COVID-19 Vaccination: The beginning of the End

(Credit: Unsplash)

This article was exclusively written for The European Sting by Mr. Kshitij Manchanda, a Second Year Medical Student of Government Medical College Surat. He is affiliated to the International Federation of Medical Students Associations (IFMSA), cordial partner of The Sting. The opinions expressed in this piece belong strictly to the writer and do not necessarily reflect IFMSA’s view on the topic, nor The European Sting’s one.


COVID-19 has been and is still amongst the biggest challenges humanity has ever faced, but alas, it is not over yet. One might think that surviving through the most rapid phase of spreading of the virus and then waiting for the vaccine was the toughest part but that isn’t completely true. COVID-19 is not just a very hard slap on the face from which we can recover easily. It is a push, a very hard push from which we might still be falling down. Preventing that further fall has been accomplished in many places across the world and we are just beginning to try to get up.

Vaccination is the largest logistical challenge we have ever faced. The task to send vaccines to every corner of the world in such a short amount of time is as such difficult but also meeting the temperature and handling requirements is on another level. Delaying a dress you ordered on Amazon is quite annoying, now imagine the delay of a life saving vaccine. Mind you this delay is not only for you, it’s for the whole community. Slight mishandling of the vaccine could be the difference in not even meeting your family and in going on a vacation with them.

It is important for us, as citizens, to understand the challenge our nations have undertaken. For a common man, this might be hard to comprehend. One might think if Amazon, a private company can deliver my package in a day or two, why can’t my government deliver it to me with the whole country’s support. The important fact we miss is that it’s not just ‘me’. Governments have to deliver vaccines to each and every person in the most unbiased way possible.

This issue is further complicated by mistrust that people have developed against their government. People have the full right to criticize their governments, but in situations of an unprecedented crisis like this we have to understand that the governments have tried their best, even if the outcome has been sub-par. We have to understand that it has been a very difficult job and mistakes were inevitable. But also trust that mistakes were avoided as far as possible and keep faith.

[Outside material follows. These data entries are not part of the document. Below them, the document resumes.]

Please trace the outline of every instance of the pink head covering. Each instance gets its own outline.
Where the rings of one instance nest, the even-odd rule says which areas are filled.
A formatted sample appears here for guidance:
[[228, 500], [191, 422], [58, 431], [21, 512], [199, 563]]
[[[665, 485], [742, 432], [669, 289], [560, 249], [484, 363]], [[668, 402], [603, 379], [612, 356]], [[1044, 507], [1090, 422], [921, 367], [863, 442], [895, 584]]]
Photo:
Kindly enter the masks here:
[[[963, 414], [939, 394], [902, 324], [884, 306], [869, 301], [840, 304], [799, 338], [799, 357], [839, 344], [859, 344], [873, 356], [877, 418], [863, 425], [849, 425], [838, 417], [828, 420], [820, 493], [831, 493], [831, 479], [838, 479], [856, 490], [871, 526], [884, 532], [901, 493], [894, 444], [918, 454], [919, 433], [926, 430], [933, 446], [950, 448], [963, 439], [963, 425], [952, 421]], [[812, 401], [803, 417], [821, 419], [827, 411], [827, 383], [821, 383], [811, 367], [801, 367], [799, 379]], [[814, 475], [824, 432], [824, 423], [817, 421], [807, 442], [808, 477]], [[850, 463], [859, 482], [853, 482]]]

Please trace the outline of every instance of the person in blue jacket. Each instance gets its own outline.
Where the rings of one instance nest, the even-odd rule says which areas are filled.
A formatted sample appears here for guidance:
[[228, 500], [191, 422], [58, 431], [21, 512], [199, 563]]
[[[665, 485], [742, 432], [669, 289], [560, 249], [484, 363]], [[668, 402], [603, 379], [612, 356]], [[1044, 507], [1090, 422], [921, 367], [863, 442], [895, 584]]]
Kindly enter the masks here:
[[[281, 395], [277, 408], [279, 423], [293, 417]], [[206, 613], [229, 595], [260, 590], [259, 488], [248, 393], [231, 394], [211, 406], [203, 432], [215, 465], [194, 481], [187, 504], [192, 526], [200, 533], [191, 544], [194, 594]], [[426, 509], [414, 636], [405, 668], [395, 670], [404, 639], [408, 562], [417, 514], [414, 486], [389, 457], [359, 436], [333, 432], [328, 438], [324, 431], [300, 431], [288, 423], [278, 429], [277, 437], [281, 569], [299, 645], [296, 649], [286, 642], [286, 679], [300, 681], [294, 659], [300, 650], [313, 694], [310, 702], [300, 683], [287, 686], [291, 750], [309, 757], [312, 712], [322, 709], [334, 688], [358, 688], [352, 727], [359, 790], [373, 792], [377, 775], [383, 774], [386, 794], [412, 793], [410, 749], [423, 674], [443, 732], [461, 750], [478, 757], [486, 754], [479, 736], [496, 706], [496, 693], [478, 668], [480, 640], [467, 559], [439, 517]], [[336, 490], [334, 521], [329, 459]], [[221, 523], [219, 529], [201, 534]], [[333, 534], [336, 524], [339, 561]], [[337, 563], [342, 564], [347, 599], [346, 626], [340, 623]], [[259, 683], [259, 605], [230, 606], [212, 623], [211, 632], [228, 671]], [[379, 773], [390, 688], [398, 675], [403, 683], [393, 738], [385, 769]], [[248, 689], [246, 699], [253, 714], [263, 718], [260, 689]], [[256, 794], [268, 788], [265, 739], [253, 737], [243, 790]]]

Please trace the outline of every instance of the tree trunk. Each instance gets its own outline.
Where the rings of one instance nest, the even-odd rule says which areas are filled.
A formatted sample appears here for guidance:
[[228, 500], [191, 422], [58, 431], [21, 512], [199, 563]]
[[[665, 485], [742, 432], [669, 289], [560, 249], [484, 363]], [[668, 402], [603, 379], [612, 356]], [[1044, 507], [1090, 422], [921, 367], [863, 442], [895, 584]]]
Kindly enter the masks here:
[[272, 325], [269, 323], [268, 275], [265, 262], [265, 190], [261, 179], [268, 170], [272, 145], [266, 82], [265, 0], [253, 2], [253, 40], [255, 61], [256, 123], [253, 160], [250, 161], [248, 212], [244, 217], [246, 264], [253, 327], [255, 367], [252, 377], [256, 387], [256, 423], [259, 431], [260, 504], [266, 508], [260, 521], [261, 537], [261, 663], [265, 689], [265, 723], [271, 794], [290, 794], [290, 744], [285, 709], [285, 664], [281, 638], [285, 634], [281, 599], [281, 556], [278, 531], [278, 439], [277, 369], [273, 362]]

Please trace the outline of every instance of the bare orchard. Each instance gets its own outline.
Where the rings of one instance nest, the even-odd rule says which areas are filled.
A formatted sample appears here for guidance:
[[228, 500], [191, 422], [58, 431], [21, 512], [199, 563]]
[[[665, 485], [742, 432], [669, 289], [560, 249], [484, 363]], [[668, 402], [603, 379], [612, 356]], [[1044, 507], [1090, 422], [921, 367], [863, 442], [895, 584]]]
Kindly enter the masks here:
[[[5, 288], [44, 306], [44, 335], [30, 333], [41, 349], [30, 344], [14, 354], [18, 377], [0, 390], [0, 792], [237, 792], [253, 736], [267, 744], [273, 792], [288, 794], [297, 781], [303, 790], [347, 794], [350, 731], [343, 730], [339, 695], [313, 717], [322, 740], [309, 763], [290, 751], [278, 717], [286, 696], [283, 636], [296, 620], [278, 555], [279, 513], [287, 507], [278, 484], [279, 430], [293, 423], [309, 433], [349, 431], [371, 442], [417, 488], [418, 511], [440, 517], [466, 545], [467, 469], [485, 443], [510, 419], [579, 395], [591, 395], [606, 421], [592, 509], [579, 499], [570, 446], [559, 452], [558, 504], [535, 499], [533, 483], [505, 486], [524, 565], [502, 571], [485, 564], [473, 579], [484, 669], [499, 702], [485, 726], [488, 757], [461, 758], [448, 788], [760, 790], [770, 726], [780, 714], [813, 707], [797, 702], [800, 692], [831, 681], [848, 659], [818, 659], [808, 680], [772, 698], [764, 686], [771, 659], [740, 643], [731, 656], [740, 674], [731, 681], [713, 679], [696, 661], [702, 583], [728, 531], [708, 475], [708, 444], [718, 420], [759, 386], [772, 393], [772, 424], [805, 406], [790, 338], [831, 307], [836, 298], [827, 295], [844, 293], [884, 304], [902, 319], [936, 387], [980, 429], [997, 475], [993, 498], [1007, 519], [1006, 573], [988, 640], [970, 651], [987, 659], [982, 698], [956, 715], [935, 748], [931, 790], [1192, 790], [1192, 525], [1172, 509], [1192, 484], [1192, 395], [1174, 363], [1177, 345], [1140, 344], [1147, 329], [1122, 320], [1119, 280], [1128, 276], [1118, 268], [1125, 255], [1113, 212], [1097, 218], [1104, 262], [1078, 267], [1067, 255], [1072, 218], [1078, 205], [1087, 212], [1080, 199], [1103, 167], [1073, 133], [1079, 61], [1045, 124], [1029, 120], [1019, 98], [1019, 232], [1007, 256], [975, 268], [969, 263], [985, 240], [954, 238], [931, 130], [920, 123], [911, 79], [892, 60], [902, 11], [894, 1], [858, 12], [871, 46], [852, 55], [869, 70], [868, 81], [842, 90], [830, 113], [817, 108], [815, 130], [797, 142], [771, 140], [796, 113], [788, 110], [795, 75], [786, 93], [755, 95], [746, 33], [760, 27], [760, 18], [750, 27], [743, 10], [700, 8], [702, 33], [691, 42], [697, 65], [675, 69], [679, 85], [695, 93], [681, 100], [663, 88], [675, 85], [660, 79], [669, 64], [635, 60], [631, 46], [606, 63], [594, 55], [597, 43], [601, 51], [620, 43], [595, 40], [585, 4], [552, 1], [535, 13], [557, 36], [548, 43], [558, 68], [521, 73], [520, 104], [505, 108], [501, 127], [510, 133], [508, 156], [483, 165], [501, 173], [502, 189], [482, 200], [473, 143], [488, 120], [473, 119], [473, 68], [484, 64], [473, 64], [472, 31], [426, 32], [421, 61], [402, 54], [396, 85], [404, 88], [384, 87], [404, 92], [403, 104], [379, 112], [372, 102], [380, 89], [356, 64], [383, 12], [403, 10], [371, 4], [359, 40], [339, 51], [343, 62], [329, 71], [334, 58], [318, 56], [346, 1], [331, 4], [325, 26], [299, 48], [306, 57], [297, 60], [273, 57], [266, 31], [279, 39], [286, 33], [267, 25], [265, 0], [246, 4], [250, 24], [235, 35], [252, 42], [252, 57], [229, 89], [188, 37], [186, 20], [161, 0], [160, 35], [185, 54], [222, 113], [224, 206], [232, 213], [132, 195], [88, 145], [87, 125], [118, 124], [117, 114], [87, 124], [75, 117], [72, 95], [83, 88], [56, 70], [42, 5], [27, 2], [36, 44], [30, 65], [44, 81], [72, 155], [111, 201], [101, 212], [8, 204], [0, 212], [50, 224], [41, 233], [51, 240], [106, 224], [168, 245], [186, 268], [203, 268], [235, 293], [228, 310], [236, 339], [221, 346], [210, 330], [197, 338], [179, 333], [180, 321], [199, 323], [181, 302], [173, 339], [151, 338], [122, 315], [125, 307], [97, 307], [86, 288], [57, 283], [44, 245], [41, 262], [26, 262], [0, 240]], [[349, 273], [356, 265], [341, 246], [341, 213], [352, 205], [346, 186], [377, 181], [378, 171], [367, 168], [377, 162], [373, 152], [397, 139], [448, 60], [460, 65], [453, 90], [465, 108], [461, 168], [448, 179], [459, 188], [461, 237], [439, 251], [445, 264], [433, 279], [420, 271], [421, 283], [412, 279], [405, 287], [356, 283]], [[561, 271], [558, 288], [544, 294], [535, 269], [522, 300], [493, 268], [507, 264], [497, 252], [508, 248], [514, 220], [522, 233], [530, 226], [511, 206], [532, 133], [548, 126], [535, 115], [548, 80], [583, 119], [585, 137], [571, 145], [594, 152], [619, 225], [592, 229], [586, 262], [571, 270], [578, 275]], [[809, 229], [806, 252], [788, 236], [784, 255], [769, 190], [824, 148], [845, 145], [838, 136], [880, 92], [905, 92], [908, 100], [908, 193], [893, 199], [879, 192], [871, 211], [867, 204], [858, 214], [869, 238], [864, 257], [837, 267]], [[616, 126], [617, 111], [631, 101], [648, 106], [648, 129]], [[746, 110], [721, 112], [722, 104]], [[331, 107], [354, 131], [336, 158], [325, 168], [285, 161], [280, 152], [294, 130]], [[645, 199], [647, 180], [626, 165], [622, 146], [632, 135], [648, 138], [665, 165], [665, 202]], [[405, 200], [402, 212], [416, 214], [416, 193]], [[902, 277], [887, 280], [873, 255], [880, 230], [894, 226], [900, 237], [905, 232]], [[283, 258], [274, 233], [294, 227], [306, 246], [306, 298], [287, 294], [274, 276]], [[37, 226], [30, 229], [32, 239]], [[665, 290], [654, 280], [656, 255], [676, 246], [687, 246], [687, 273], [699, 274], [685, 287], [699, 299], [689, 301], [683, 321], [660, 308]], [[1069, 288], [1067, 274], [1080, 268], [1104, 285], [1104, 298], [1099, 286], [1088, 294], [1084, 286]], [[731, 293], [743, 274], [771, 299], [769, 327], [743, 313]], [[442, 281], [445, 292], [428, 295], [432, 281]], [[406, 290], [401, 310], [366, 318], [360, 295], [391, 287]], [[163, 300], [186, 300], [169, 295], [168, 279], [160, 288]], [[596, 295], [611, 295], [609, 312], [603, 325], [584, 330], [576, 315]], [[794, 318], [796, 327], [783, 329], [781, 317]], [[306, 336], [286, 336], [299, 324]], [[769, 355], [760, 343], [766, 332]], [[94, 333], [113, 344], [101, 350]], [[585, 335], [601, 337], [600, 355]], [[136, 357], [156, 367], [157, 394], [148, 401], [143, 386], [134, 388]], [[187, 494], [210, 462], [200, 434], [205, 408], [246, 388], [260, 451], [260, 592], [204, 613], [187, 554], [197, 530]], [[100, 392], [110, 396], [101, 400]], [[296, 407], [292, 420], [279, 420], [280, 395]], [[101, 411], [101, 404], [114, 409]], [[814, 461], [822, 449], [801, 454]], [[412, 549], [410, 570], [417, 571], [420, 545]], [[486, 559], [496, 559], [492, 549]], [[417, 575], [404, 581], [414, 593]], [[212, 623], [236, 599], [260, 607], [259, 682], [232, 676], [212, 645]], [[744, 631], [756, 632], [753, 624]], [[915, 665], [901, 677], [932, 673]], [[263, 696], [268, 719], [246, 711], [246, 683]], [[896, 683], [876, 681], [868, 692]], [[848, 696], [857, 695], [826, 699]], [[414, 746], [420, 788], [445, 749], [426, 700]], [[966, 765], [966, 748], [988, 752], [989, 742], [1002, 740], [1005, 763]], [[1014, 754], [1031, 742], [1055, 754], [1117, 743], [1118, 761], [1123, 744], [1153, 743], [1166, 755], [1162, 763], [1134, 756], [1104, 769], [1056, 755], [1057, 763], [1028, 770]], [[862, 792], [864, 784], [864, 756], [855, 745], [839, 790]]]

The vaccination campaigns that have started have only begun after a thorough clinical trial. We should not let prior uncertainty with the virus cloud our judgement. We have the right to question, but that doesn’t give us the right to spread inaccurate information about the vaccine without prior proof. We should understand that the COVID response is and will not be perfect like almost every aspect of one’s life, but it is the best that we have got. We should trust our government and if we have any doubts we should bring them up to our constituent representatives before spreading mistrust and rumors. The only thing worse than “No response” is an “Uncoordinated response.”

About the author

Kshitij Manchanda is a Second Year Medical Student of Government Medical College Surat. He likes to write articles and in general voice his opinions. He believes that there is always a way to make learning fun. He aims to participate in as many competitions, experiences and research opportunities as possible to make studentship rewarding and exciting.